Por sua vez o ChildFund Brasil, uma instituição filantrópica internacional com o foco em crianças, adolescentes, jovens e suas famílias em áreas de vulnerabilidade, entrou no Brasil (sede em BH / MG) em 1966. Tem como principal estratégia de atuação a execução dos seus projetos (com metodologias próprias) por meio de “organizações sociais parceiras” nas localidades apoiadas. A justificativa é a de que “ninguém conhece melhor as necessidades de uma localidade do que as pessoas daquela região, que vivenciam os mesmos desafios e a mesma cultura”.
Por último, vale lembrar que as obras sociais da Igreja Católica no Brasil ocorrem também em rede no âmbito das Paróquias e das Pastorais, sob a coordenação da CNBB (Confederação Nacional dos Bispos do Brasil) no nível nacional. Exemplificando com o caso da Pastoral do Menor (no município) do Rio de Janeiro. Ela funciona sob o formato de uma associação, sendo vinculada às diretrizes da Pastoral do Menor Nacional, tendo como missão “promover e defender a vida das crianças e dos adolescentes empobrecidos e em situação de risco, desrespeitados em seus direitos fundamentais”. Atua em parceria com várias empresas e instituições públicas.

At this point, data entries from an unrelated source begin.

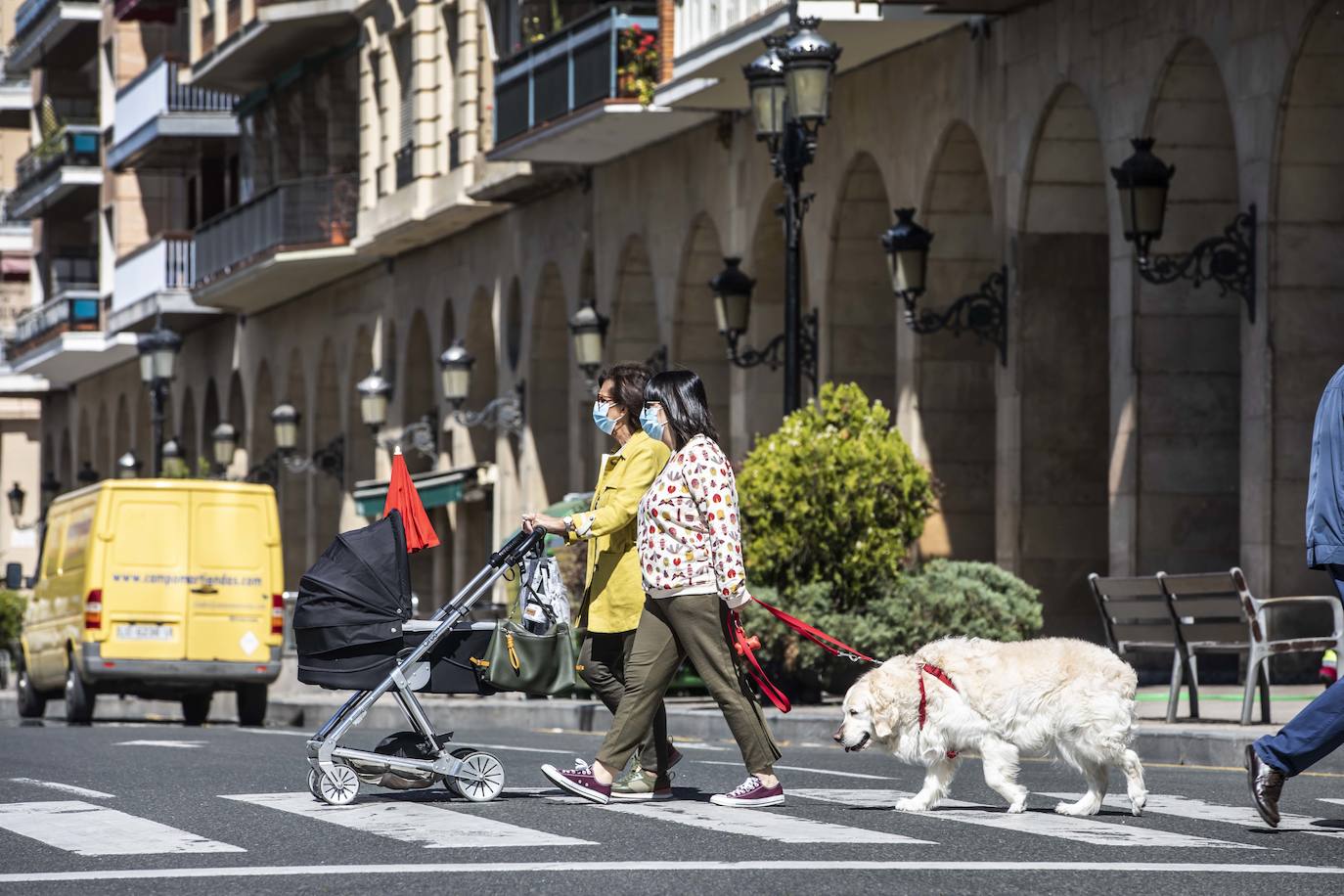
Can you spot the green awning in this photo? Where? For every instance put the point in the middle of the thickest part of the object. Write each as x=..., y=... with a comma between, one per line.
x=437, y=488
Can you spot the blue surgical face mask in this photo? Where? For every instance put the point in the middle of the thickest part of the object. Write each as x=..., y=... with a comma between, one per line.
x=650, y=422
x=604, y=422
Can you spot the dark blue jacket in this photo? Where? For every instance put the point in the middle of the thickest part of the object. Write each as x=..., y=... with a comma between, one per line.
x=1325, y=489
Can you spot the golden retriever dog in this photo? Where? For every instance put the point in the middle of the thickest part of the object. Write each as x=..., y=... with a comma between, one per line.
x=1048, y=696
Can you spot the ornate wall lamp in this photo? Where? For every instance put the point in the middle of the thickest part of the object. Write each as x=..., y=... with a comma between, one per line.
x=732, y=291
x=983, y=312
x=1228, y=259
x=503, y=413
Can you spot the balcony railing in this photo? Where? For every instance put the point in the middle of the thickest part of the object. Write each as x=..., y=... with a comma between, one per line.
x=67, y=146
x=571, y=68
x=157, y=92
x=312, y=212
x=162, y=265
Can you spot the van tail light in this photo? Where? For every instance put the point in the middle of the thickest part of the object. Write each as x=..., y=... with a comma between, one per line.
x=93, y=608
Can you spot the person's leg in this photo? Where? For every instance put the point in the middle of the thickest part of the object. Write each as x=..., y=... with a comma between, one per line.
x=654, y=657
x=1314, y=734
x=654, y=749
x=700, y=622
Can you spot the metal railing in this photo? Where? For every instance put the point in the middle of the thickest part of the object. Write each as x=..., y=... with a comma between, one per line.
x=312, y=212
x=571, y=68
x=167, y=262
x=157, y=92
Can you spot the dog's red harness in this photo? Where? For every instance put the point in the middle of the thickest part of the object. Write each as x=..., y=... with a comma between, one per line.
x=923, y=697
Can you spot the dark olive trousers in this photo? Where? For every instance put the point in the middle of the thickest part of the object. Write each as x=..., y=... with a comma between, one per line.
x=603, y=658
x=690, y=626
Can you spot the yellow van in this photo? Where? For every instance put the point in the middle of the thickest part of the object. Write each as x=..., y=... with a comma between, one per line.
x=162, y=589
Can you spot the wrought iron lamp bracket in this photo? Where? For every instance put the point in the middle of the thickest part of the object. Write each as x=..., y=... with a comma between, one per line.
x=983, y=313
x=1228, y=259
x=503, y=413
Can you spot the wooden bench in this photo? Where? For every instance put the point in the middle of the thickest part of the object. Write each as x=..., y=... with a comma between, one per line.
x=1206, y=612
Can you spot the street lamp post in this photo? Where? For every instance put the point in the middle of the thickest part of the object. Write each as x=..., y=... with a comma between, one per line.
x=790, y=98
x=157, y=356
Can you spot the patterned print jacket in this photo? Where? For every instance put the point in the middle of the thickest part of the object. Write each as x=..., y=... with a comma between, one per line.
x=690, y=536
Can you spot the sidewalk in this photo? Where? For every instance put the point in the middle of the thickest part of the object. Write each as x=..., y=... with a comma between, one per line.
x=1213, y=740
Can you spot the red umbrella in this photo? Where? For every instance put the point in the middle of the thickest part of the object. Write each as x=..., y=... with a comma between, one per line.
x=402, y=496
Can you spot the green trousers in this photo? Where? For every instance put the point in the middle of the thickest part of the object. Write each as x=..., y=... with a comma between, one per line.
x=603, y=658
x=693, y=626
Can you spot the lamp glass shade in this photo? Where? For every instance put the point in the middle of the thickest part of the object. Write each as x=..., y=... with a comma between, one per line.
x=284, y=420
x=374, y=394
x=225, y=442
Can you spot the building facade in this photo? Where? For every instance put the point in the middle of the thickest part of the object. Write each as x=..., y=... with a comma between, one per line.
x=355, y=186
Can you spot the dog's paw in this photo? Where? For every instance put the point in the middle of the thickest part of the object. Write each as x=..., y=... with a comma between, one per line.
x=1078, y=809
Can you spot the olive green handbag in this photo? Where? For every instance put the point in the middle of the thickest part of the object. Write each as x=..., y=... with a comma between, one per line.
x=538, y=664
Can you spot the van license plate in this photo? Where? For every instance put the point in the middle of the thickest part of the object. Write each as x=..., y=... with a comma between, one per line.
x=144, y=633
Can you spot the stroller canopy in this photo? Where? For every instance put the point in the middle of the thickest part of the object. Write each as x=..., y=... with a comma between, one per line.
x=358, y=591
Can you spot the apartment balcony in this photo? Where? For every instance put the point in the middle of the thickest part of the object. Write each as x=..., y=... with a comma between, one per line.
x=281, y=32
x=160, y=122
x=154, y=281
x=64, y=31
x=64, y=338
x=281, y=244
x=566, y=100
x=64, y=166
x=715, y=39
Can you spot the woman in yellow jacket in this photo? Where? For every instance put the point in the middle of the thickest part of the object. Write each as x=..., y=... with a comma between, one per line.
x=613, y=598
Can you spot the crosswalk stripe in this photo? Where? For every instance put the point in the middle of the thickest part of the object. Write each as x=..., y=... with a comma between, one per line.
x=412, y=823
x=86, y=829
x=1084, y=830
x=1200, y=810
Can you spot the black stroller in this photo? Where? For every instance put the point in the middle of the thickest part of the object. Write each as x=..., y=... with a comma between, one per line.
x=354, y=632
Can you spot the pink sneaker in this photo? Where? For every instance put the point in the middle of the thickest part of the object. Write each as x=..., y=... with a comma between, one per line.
x=750, y=794
x=579, y=781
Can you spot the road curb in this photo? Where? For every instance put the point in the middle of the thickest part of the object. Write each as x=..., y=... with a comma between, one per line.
x=1191, y=744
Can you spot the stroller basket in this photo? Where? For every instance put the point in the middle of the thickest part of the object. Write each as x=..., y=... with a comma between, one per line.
x=354, y=632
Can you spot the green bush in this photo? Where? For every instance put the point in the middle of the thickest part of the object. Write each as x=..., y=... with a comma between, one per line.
x=833, y=497
x=944, y=598
x=11, y=617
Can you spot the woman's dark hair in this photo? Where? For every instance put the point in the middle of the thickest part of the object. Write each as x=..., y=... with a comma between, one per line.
x=628, y=381
x=682, y=396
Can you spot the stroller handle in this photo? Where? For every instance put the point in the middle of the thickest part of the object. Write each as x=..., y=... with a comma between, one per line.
x=516, y=548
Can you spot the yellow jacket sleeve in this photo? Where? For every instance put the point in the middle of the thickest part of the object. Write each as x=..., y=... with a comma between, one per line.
x=620, y=510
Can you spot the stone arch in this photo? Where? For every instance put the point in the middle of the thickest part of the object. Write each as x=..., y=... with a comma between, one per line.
x=549, y=406
x=1305, y=273
x=419, y=387
x=861, y=309
x=956, y=378
x=635, y=313
x=695, y=331
x=1062, y=299
x=1187, y=340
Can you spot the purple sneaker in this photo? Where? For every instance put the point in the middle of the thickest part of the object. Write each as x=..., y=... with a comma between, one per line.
x=581, y=782
x=750, y=794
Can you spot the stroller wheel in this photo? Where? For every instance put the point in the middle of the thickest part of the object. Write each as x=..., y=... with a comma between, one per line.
x=480, y=780
x=338, y=787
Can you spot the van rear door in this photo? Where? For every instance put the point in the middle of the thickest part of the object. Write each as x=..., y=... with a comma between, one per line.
x=233, y=535
x=144, y=579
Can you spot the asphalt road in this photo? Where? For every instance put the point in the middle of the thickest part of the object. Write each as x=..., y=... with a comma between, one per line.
x=165, y=809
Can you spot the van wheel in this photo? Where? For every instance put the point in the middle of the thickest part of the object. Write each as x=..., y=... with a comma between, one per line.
x=79, y=696
x=251, y=705
x=195, y=708
x=31, y=704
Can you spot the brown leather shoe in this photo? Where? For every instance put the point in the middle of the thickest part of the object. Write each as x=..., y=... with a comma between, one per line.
x=1266, y=786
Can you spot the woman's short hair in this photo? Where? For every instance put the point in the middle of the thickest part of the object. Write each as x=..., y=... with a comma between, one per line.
x=628, y=381
x=682, y=396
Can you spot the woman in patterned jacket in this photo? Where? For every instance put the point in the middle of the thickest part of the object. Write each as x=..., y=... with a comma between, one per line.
x=690, y=543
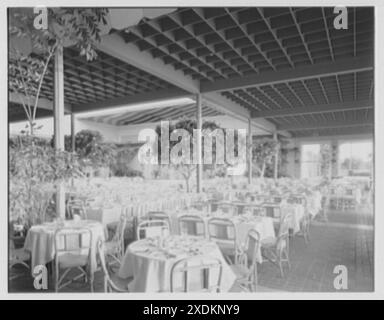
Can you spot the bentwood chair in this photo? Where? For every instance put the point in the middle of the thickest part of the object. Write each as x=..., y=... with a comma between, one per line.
x=160, y=215
x=227, y=208
x=77, y=207
x=17, y=256
x=276, y=249
x=196, y=274
x=152, y=228
x=72, y=251
x=112, y=283
x=254, y=209
x=246, y=269
x=115, y=247
x=223, y=232
x=192, y=225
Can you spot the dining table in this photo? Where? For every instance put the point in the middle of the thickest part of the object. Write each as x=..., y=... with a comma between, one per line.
x=149, y=261
x=242, y=223
x=40, y=240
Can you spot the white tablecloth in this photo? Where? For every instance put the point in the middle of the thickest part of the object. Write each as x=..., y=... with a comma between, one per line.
x=297, y=211
x=105, y=215
x=151, y=266
x=242, y=223
x=41, y=243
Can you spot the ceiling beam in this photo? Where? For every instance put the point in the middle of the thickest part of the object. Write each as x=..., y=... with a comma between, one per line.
x=299, y=73
x=153, y=96
x=325, y=134
x=42, y=104
x=218, y=102
x=115, y=46
x=319, y=108
x=325, y=125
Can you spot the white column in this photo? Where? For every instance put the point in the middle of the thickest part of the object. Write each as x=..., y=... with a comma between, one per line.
x=249, y=151
x=199, y=171
x=73, y=119
x=276, y=169
x=58, y=122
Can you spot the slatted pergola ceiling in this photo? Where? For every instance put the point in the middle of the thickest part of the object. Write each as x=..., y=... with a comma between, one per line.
x=287, y=65
x=154, y=115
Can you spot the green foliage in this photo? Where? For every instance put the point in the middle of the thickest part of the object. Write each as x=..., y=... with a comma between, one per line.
x=121, y=167
x=26, y=72
x=263, y=153
x=92, y=151
x=34, y=169
x=186, y=167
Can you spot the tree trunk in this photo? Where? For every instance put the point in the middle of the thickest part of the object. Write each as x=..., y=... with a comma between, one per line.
x=31, y=126
x=262, y=171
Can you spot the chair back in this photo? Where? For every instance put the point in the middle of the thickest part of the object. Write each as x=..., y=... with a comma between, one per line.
x=252, y=249
x=222, y=231
x=272, y=210
x=159, y=215
x=285, y=223
x=255, y=210
x=109, y=285
x=206, y=273
x=118, y=237
x=227, y=208
x=73, y=241
x=152, y=228
x=200, y=205
x=192, y=225
x=77, y=207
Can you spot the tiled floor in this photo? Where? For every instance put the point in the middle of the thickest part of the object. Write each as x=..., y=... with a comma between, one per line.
x=347, y=239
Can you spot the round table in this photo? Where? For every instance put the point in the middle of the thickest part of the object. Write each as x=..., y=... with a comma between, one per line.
x=243, y=224
x=150, y=265
x=40, y=240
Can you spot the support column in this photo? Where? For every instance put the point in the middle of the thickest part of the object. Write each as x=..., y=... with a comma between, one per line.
x=249, y=151
x=73, y=132
x=334, y=158
x=58, y=122
x=199, y=171
x=276, y=169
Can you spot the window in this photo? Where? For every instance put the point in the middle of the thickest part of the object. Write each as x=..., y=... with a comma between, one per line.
x=355, y=158
x=316, y=160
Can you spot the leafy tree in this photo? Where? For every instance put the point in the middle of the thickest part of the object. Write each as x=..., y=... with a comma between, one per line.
x=26, y=72
x=34, y=167
x=263, y=152
x=186, y=167
x=92, y=151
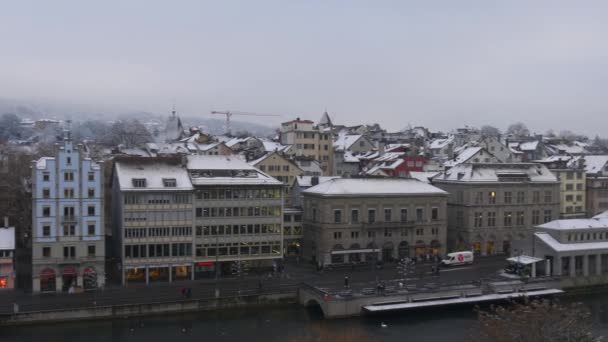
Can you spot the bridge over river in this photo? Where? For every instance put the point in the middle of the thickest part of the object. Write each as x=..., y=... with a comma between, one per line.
x=347, y=302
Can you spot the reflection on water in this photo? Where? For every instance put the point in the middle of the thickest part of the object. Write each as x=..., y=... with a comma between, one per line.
x=279, y=324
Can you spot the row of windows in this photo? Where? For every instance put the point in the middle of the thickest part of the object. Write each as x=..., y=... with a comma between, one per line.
x=158, y=215
x=507, y=198
x=509, y=218
x=68, y=230
x=570, y=187
x=68, y=211
x=577, y=209
x=67, y=176
x=158, y=199
x=213, y=250
x=69, y=252
x=157, y=231
x=388, y=232
x=158, y=250
x=296, y=218
x=570, y=198
x=238, y=194
x=67, y=193
x=388, y=215
x=243, y=229
x=311, y=135
x=272, y=168
x=238, y=211
x=588, y=236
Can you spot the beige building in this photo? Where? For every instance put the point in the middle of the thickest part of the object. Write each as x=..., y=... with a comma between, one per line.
x=309, y=141
x=350, y=220
x=279, y=167
x=596, y=170
x=293, y=233
x=572, y=189
x=191, y=217
x=491, y=205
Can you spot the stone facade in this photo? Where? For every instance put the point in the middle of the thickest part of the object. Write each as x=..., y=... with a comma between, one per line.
x=373, y=226
x=487, y=213
x=68, y=241
x=309, y=141
x=280, y=168
x=194, y=217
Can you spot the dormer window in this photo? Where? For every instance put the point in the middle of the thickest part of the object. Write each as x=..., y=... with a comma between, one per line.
x=169, y=182
x=139, y=182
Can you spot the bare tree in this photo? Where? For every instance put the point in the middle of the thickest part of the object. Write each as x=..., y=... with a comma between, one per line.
x=534, y=321
x=518, y=129
x=10, y=126
x=489, y=131
x=129, y=133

Ilustrando essa atuação em rede, veja que no ano de 2023 (último Relatório disponível) foram 339 favelas beneficiadas por meio dos 43 polos da Pastoral do Menor – RJ, que contou com o trabalho de 115 agentes (ou líderes) no “desenvolvimento de atividades socioeducativas com crianças e adolescentes desses territórios, por meio de serviços de convivência e fortalecimentos de vínculos e de proteção e atendimento integral à família, apoio pedagógico, cultura digital, esporte e lazer”.
No Terceiro Setor, organizações formais e grandes seriam as mais efetivas?
No setor corporativo, a resposta seria sim, isto é, o tamanho (faturamento) da empresa poderia ser uma boa proxy da lucratividade, eficiência e capacidade de atendimento das necessidades dos seus clientes.
Porém, no Terceiro Setor essa relação não é linear, além de ser cheia de idas-e-vindas. Tudo vai depender do contexto e das circunstâncias em que cada iniciativa / organização social atua. Não há em tese uma solução ótima; há uma solução que seja melhor para cada momento. Como vimos nos exemplos acima, a organização deve ir o tempo todo se adequando e se equilibrando entre dois pilares, que não necessariamente têm sintonia entre as suas dinâmicas: o pilar das demandas sociais (que é o seu público-alvo, e a sua razão de ser), e o pilar da oferta dos recursos (que são os doadores).
Acredito que no Terceiro Setor o tamanho e a forma da organização não são mandatórios para a sua efetividade. Porém, o ponto a destacar é o caráter relevante e potente da colaboração e formação de redes entre as iniciativas e organizações do Terceiro Setor entre si. Como visto no item 6 acima, organizações tidas como referência do Terceiro Setor no Brasil atuam em rede – como o Sistema Divina Providência, Gerando Falcões, ChildFund Brasil e a Pastoral do Menor -RJ. Representa uma maneira de somar a força da capilaridade e vivência do(s) problema(s) social(is) que as instituições pequenas do Terceiro Setor (formais ou não) têm com a experiência e profissionalismo de instituições formais sólidas.
Fica aqui o desafio a ser amadurecido, tanto na teoria como na prática: o poder das redes entre iniciativas e organizações dentro do (próprio) Terceiro Setor para potencializar o impacto social.